Ted: In traditional media buying, the advertiser is buying an aggregate portion of the audience that the media property accumulates, such as users coming to a particular page on cnn.com or those watching a certain episode of Mad Men. Usually, audiences are bought based on weak targeting variables like age and gender along with some sense or the fit between the content and the brand. For example, traditional media placement does not allow the advertiser to selectively deliver the impression to a viewer who is into upscale beauty products but not their neighbor watching the same show who does not care about such products.
Programmatic turns the process on its ear, allowing you to selectively buy impressions that actually exist, right now.

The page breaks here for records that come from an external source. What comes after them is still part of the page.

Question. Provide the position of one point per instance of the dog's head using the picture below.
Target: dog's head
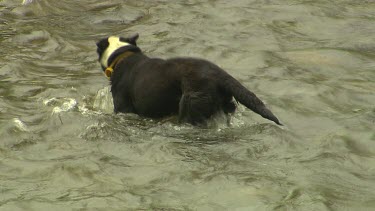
(109, 48)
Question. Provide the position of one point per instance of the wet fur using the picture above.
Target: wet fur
(194, 89)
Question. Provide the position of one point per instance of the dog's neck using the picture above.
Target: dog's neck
(117, 56)
(109, 70)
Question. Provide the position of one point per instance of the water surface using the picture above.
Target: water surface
(312, 62)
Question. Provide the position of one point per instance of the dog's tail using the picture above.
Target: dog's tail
(248, 98)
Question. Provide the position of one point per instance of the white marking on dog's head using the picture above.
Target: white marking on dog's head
(114, 44)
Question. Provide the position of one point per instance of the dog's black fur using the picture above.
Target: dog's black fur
(195, 89)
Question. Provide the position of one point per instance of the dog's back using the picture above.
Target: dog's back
(195, 89)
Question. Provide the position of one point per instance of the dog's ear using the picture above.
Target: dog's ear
(133, 39)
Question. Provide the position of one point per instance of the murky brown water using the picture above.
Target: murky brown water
(312, 62)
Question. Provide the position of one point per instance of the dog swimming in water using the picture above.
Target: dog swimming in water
(192, 88)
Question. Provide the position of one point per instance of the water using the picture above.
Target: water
(312, 62)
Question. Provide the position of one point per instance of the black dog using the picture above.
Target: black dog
(195, 89)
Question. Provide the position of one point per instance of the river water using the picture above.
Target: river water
(312, 62)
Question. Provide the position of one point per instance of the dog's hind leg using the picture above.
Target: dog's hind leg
(196, 107)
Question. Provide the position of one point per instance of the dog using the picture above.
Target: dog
(192, 88)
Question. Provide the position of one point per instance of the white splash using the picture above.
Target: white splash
(70, 104)
(20, 125)
(104, 101)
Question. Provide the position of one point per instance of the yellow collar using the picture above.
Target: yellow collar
(109, 70)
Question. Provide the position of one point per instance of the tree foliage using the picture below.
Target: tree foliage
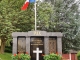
(13, 19)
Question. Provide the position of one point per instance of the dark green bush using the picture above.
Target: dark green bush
(52, 56)
(78, 55)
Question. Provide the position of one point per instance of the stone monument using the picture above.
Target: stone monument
(47, 42)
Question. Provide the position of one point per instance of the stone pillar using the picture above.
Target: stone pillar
(46, 45)
(59, 45)
(28, 44)
(14, 45)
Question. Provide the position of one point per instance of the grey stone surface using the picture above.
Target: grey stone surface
(46, 36)
(46, 45)
(59, 45)
(28, 44)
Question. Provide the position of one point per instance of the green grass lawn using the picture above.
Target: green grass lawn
(8, 53)
(6, 56)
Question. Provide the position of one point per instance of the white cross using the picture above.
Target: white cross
(37, 51)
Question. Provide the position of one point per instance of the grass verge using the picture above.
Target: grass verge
(5, 56)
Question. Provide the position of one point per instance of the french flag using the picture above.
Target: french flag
(26, 4)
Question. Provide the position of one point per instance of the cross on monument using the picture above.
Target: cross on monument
(37, 51)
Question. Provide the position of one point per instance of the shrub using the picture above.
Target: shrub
(21, 57)
(78, 55)
(52, 56)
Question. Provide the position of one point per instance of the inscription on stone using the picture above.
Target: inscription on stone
(21, 45)
(37, 33)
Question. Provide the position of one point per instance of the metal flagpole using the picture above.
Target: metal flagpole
(35, 17)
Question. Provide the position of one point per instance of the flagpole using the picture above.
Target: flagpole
(35, 17)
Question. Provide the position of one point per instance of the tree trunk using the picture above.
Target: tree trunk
(2, 48)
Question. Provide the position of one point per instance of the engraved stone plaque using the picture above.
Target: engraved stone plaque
(52, 45)
(21, 44)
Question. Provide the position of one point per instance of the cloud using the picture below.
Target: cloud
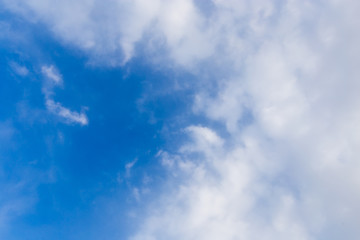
(286, 92)
(18, 69)
(53, 78)
(290, 104)
(65, 114)
(52, 74)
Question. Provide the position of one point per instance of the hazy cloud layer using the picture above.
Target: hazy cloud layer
(289, 99)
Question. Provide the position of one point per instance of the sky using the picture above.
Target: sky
(181, 119)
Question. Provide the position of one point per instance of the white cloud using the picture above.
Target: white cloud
(291, 172)
(53, 78)
(52, 74)
(19, 70)
(65, 114)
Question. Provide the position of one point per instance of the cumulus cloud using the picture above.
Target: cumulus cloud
(288, 96)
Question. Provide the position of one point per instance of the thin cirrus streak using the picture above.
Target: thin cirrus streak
(286, 93)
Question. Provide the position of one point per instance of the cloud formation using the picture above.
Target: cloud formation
(288, 97)
(53, 78)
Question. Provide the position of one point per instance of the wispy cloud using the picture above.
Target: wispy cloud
(52, 74)
(287, 95)
(52, 79)
(19, 69)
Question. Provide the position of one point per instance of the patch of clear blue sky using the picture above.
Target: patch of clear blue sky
(70, 173)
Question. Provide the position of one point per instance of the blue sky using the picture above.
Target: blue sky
(181, 119)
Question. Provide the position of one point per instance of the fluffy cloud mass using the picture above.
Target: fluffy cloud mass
(287, 93)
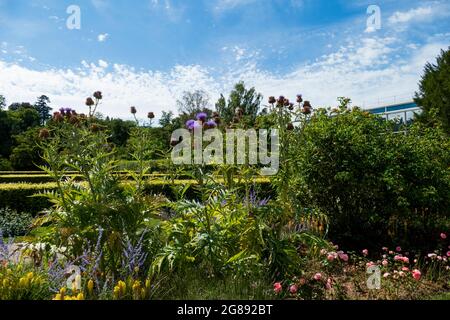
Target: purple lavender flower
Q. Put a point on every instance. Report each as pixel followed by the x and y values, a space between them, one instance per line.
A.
pixel 202 116
pixel 134 256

The advertiser or their agent can selectively bid for an impression based on the value for the bidder … and that value depends on what that user’s profile infers about their interests. Say you want 1 million beauty interested females…now you can find them wherever they are on the internet based on behavioral evidence they care about such products from content they consumed in the past.
Joel: What is real time bidding? Is that the same thing as programmatic buying?

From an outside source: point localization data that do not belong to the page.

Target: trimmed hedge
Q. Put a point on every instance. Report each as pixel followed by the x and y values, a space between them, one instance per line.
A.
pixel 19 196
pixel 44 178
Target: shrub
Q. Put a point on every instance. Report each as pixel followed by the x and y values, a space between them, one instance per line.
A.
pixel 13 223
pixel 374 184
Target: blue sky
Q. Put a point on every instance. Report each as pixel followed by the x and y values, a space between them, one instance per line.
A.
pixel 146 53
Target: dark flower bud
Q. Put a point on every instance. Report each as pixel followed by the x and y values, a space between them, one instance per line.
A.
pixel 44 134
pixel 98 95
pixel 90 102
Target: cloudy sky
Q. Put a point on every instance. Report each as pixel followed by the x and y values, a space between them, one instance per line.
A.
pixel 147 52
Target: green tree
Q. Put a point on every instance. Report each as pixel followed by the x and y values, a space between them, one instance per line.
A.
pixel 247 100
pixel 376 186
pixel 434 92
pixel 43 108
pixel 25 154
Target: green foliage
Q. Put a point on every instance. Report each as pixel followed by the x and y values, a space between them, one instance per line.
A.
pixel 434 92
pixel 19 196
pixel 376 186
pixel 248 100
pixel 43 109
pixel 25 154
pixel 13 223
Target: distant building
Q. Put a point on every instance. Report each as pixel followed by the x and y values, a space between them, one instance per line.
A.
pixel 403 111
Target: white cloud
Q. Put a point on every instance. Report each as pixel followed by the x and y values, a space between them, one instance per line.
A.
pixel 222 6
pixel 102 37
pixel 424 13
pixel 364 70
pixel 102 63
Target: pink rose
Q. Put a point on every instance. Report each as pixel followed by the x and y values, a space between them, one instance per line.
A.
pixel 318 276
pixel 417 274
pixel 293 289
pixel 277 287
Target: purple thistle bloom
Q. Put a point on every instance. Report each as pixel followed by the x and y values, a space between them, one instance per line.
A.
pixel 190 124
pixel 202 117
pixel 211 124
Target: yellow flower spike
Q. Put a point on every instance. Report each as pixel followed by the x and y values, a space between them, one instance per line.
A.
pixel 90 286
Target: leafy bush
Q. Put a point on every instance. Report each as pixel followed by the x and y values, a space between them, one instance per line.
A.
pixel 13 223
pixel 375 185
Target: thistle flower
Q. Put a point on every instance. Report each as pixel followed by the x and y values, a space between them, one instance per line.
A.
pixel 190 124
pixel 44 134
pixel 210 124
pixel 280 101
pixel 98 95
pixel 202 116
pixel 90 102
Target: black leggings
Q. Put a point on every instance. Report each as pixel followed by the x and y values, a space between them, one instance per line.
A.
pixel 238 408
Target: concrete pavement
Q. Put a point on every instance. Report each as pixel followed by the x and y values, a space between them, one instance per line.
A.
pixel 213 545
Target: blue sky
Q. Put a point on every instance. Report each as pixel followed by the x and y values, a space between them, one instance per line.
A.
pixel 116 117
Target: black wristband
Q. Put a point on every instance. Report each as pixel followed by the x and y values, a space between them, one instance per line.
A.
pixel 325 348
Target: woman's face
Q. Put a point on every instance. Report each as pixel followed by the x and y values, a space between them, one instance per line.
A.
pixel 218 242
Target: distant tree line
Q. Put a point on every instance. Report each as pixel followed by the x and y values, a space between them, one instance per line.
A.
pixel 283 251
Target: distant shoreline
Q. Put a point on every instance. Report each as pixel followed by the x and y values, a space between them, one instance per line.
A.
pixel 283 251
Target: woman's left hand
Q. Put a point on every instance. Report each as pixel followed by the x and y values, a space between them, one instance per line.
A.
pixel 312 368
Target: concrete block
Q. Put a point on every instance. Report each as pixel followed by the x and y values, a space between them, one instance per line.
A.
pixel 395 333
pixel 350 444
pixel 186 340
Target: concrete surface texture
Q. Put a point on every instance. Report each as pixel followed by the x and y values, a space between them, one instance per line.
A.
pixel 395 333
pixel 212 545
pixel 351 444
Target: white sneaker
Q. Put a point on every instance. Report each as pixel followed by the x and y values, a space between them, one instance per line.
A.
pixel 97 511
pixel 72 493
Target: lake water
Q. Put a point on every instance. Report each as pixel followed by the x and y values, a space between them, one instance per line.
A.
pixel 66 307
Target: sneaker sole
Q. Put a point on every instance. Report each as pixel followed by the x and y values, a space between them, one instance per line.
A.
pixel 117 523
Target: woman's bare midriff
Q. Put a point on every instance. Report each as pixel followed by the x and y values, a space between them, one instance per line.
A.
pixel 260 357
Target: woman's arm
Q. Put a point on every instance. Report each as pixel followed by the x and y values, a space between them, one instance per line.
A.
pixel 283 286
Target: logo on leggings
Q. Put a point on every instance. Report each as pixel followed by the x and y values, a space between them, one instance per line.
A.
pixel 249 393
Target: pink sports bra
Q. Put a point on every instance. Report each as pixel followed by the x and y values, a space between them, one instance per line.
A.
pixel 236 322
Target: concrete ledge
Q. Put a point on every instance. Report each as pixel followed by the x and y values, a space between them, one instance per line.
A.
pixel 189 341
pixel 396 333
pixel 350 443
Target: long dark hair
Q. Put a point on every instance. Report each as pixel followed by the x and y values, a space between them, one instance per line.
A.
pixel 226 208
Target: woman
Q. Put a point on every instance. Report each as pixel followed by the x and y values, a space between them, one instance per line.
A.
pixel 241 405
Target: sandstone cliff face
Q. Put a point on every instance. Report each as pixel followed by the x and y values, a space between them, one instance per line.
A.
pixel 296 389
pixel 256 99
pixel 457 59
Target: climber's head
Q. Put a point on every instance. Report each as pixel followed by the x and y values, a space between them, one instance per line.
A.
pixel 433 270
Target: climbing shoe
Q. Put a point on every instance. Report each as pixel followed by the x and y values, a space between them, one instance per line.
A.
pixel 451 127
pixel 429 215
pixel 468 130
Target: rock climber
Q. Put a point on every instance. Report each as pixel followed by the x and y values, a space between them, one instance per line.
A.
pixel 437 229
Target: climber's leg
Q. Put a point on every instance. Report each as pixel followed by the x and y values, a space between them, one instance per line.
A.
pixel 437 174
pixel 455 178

Ted: Programmatic for display defines the complete end to end system. RTB is a subset of that. The real time bidding process allows any number of demand sources to be presented with the impression opportunity. It puts demand sources in competition with one another billions of times per day, using computers to decide on how much they want to bid for an impression, all happening in 1-2 tenths of a second! Where it gets really interesting is that advertisers are starting to build their own proprietary cookie pools so they know more about a given impression opportunity than their friendly competitor. It is the essence of competing on data!
Joel: I see that marketers are beginning to commit to Programmatic buying in a big way. For example, Procter recently announced that they are moving 70% of their display advertising buying to programmatic. Why should marketers get so excited about programmatic buying?

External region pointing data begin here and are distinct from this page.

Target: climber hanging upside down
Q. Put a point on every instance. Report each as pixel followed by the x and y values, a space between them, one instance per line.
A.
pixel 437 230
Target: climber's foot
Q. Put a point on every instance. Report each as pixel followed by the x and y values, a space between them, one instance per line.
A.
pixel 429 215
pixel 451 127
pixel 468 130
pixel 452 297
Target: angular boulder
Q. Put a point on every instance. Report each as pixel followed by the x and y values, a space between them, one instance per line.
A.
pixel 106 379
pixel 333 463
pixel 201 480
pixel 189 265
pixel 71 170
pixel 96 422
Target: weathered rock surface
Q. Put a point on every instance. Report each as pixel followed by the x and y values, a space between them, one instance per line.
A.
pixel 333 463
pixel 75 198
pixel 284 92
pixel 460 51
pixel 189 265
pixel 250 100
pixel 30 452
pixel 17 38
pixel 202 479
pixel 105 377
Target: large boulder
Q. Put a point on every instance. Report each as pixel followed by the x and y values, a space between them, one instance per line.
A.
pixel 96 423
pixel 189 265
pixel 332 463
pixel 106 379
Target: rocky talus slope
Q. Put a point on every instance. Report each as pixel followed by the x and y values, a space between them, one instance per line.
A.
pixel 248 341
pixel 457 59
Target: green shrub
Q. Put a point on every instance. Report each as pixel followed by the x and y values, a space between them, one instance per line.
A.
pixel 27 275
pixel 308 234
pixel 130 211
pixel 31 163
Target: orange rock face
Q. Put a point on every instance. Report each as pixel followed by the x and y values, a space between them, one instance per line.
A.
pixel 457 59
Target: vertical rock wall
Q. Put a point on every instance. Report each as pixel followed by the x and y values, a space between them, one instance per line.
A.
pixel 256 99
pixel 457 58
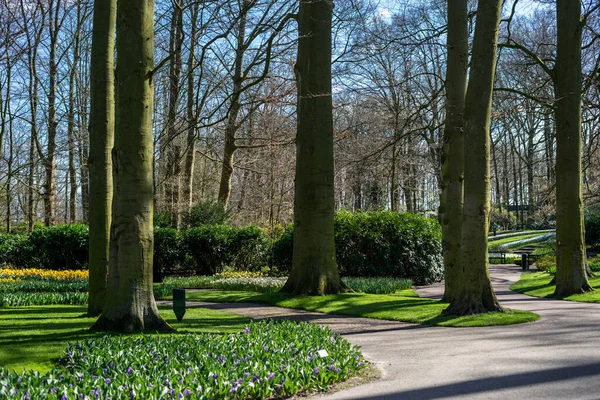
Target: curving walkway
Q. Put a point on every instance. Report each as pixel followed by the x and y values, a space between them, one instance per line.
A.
pixel 557 357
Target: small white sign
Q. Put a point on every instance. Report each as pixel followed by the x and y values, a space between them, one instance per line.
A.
pixel 322 353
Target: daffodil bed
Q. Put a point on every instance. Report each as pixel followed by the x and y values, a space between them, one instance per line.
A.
pixel 266 359
pixel 22 287
pixel 25 287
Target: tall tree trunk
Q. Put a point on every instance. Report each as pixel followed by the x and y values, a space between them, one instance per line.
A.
pixel 571 275
pixel 314 268
pixel 33 46
pixel 102 127
pixel 549 147
pixel 50 159
pixel 516 173
pixel 131 306
pixel 451 201
pixel 393 177
pixel 173 145
pixel 234 110
pixel 474 293
pixel 7 120
pixel 498 199
pixel 190 155
pixel 71 123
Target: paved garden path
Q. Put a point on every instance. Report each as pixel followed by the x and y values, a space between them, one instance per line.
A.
pixel 557 357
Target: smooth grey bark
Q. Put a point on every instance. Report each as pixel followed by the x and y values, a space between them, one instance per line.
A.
pixel 451 201
pixel 474 293
pixel 571 274
pixel 314 268
pixel 131 306
pixel 102 126
pixel 190 155
pixel 234 109
pixel 173 147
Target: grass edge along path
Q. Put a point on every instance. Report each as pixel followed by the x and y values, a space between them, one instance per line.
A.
pixel 404 306
pixel 538 284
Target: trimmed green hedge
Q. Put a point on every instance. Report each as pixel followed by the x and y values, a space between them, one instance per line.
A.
pixel 376 244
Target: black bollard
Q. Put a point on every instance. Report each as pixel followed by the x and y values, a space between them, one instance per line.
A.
pixel 179 303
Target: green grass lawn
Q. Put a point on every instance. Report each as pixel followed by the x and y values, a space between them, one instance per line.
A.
pixel 403 306
pixel 34 337
pixel 538 284
pixel 502 242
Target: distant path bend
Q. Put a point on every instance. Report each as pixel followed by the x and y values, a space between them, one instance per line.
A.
pixel 557 357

Ted: The promise, and reality is that you can improve relevance and ROI … often by 5x. Beyond that, programmatic buying is a blueprint for holistic media. You can now bid for behaviors and surrogate behaviors that deliver an audience that is very much like the audience I want from my research rather than watering it down by demographic buys. Furthermore, marketers can now measure impact more precisely with attribution analysis and actually do in-flight optimization. Programmatic give options to publishers too. They can actually buy their own inventory on the exchanges and resell it based by adding value using their first party data. For example, a Forbes reader is always a Forbes reader even if they are on a different site at that moment.
Joel: Are there words of caution regarding programmatic buying?
Ted: A lot of the value has to do with how you execute. If you aren’t careful, you will buy absolute crap. You want to work with a leading agency, network or DSP.
Joel: What do you see over the next 3 years in terms of shifting money to programmatic buying and in terms of how programmatic buying works?
Ted: Over the next 3 years— Programmatic will overtake traditional buying. It will improve ROIs and be more measurable and reliable. Your data will become your strategic advantage—translated into media advantage.
Joel: Thanks so much for your time and great insights!!